The final dataset consists of 20,247 samples and 8,720,874 genetic varaints (genome build: hg38). The data are provided in plink binary format.
Number of mother/ fathers/ children after QC:
Category | Count |
---|---|
Mother [M] | 7,781 |
Father [F] | 4,635 |
Child/ cohort member [C] | 7,841 |
Mother-cohort member duos | 6,431 |
Father-cohort member duos | 3,804 |
Mother-father-cohort member trios | 3,119 |
Genetic data (non-QCd)
These data have not been QCd, however where sample swaps were identified these have been rectified in this sample. The final dataset consists of 21,159 samples and 618,540 genetic varaints (genome build: hg19/GRCh37). The data are provided in plink binary format unless requested otherwise.

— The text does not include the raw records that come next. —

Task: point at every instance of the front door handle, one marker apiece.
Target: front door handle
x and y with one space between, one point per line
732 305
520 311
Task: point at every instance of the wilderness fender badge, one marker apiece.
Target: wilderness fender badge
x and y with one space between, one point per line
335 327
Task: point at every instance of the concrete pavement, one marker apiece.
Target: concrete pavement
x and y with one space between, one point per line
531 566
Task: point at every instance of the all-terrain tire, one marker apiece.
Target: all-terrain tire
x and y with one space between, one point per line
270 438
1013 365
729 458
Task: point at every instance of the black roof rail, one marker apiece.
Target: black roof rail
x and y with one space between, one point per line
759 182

Whole exome sequencing (WES) data
The WES data were generated and QCd by Sanger. 14,791 individuals from MCS, including 7,807 children and 6,975 of their parents, were exome-sequenced using TWIST capture baits (Twist Custom Panel: Core exome plus Broad panel; Twist Design ID: NGSTECustom_0001418) and Illumina NovaSeq S4 100PE, to an average depth of ~68X. Samples were excluded with VerifyBamID score > 0.05 due to having possible contamination. BWA-MEM was used to map the reads to GRCh38 with BWA-MEM, then SNV and indel calling was conducted with GATK HaplotypeCaller, GenomicsDBImport and GenotypeGVCFs (GATK version 4.2.4.0), following GATK best practices. Hail v0.2.105 was used to conduct sample, variant and genotype QC, as described below.